Bodrum Gümbet'te sahne alan Demet Akalın, kendisine gönderilen şampanyayı garsonun başından aşağı döktü. Ortalık ayağa kalktı. Kimileri durumu hiç önemsemedi, kimileri nefret kustu. Herkes bir şeyler söyledi. Demet Akalın da sonunda çıkıp "Düne kadar bunlar vardı, bana gazino kültürünü öğretmeye kimse kalkmasın, boş yapmasın" dedi.
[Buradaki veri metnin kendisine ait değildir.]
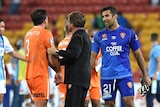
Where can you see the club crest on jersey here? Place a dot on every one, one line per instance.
(104, 37)
(129, 84)
(51, 40)
(122, 34)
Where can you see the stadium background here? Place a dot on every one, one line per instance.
(143, 17)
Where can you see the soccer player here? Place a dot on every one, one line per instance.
(154, 71)
(5, 47)
(76, 59)
(94, 91)
(37, 40)
(115, 43)
(62, 46)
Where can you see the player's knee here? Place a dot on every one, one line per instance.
(110, 103)
(129, 101)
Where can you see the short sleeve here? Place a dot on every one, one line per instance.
(7, 46)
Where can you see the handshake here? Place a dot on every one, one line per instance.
(143, 89)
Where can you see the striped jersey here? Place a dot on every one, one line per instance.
(115, 46)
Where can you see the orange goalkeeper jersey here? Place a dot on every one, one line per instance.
(37, 40)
Gerek gazino kültürü gerekse gece hayatında bugüne dek çokça ilginç olay yaşandı. 1960'lardan 1990'lara kadar Türkiye'nin en önemli eğlence kültürü gazinolardı... Gazinoların kendine has kuralları vardı. Assolistten önce kimin sahne alacağı assolist tarafından belirlenir, onun izin vermediği isim kapının önünden bile geçemezdi. Eski kabadayılar gelen hesabı az bulup racon gereği yükseltirdi. O döneme dair Engin Ardıç bir yazısında gazino kültürüyle ilgili şu bilgileri vermişti:
"Faça masa tabir edilen ön masalara oturtulduysan, masanın üzerinde ne varsa ödemeyi olduğu gibi kabul edeceksin. 'Kaldırın bunları' şeklinde bir cümle kuramazsın. Kabadayılıkta da gelen hesabı az bulup geri göndermek ve daha kabarık hesap istemek esastır! Kadınlarla konuşurken kafa kaldırılmaz, gözlerine bakılmaz. Bakarsan, bu 'iş koymak' anlamına gelecektir. Beğendiğin bir erkek sanatçıya, yanında mermileriyle tabanca hediye etmek çok olağandır. Assoliste gönderilen çiçeklerin hepsi sahneye çıkarılmaz, bu işle görevli ayakçı tek bir buket seçer, üzerine bütün çiçek gönderenlerin listesini önem sırasına göre yazıp yapıştırır ve bu liste mutlaka ve mutlaka ve mutlaka sahnede okunur."
AYAKKABIDA İÇKİ
İlginç hadiseler de yer aldı süreç içerisinde; sahnedeki assolistin ayakkabısından şampanya içmek, assolistin kafasından aşağıya güller dökmek, mekanı kapatıp sadece kendine müzik ziyafeti çekmek gibi...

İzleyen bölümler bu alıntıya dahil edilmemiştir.